Boys are playing basketball around a telephone pole with a backboard bolted to it. Legs, shouts. The scrape and snap of Keds on loose alley pebbles seems to catapult their voices high into the moist March air blue above the wires. Rabbit Angstrom, coming up the alley in a business suit, stops and watches, though he’s twenty-six and six three. So tall, he seems an unlikely rabbit, but the breadth of white face, the pallor of his blue irises, and a nervous flutter under his brief nose as he stabs a cigarette into his mouth partially explain the nickname, which was given to him when he too was a boy. He stands there thinking, the kids keep coming, they keep crowding you up.

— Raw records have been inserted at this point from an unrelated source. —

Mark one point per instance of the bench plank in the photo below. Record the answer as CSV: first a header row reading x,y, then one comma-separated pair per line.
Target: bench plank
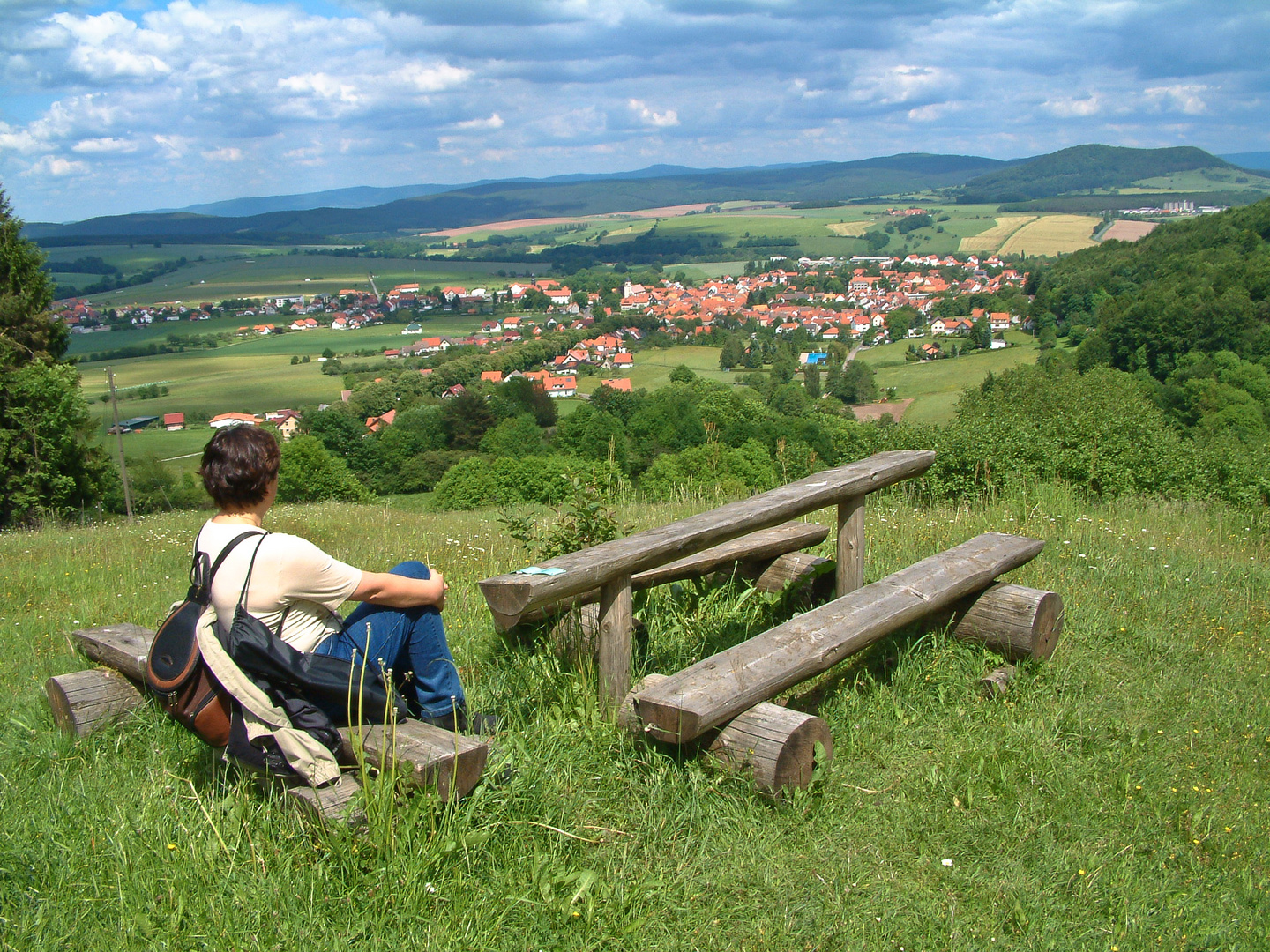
x,y
426,755
761,546
123,648
713,691
511,596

His standing there makes the real boys feel strange. Eyeballs slide. They’re doing this for themselves, not as a show for some adult walking around town in a double-breasted cocoa suit. It seems funny to them, an adult walking up the alley at all. Where’s his car? The cigarette makes it more sinister still. Is this one of those going to offer them cigarettes or money to go out in back of the ice plant with him? They’ve heard of such things but are not too frightened; there are six of them and one of him.

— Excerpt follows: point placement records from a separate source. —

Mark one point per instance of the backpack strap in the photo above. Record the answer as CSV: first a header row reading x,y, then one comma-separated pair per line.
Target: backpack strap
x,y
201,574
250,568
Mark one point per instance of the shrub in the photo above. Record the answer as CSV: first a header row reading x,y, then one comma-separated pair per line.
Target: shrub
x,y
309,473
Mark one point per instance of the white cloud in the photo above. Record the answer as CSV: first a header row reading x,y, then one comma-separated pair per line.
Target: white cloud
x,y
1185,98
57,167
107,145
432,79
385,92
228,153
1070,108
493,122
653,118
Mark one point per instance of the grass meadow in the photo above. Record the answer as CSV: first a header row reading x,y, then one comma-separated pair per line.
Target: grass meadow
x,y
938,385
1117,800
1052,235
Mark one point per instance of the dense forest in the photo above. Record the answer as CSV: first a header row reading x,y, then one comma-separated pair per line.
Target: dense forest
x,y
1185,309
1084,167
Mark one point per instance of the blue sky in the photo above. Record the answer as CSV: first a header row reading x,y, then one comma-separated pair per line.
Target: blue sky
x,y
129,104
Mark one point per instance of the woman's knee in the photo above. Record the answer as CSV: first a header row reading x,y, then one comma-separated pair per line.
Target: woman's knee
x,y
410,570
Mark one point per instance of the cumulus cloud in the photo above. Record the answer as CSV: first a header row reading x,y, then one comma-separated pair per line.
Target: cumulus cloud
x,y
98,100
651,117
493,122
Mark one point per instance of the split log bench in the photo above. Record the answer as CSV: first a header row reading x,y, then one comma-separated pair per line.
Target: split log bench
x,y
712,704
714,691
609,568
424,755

The ball, rocketing off the crotch of the rim, leaps over the heads of the six and lands at the feet of the one. He catches it on the short bounce with a quickness that startles them. As they stare hushed he sights squinting through blue clouds of weed smoke, a suddenly dark silhouette like a smokestack against the afternoon spring sky, setting his feet with care, wiggling the ball with nervousness in front of his chest, one widespread white hand on top of the ball and the other underneath, jiggling it patiently to get some adjustment in air itself. The cuticle moons on his fingernails are big. Then the ball seems to ride up the right lapel of his coat and comes off his shoulder as his knees dip down, and it appears the ball will miss because though he shot from an angle the ball is not going toward the backboard. It was not aimed there. It drops into the circle of the rim, whipping the net with a ladylike whisper. “Hey!” he shouts in pride.

“Luck,” one of the kids says.

“Skill,” he answers, and asks, “Hey. O.K. if I play?”

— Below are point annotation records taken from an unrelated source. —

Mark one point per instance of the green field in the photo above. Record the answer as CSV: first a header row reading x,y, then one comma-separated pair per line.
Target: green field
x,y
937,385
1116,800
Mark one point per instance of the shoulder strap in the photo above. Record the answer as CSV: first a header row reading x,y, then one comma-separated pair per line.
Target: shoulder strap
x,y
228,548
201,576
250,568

There is no response, just puzzled silly looks swapped. Rabbit takes off his coat, folds it nicely, and rests it on a clean ashcan lid. Behind him the dungarees begin to scuffle again. He goes into the scrimmaging thick of them for the ball, flips it from two weak grubby-knuckled child’s hands, has it in his own. That old stretched-leather feeling makes his whole body go taut, gives his arms wings. It feels like he’s reaching down through years to touch this tautness. His arms lift of their own and the rubber ball floats toward the basket from the top of his head. It feels so right he blinks when the ball drops short, and for a second wonders if it went through the hoop without riffling the net. He asks, “Hey whose side am I on?”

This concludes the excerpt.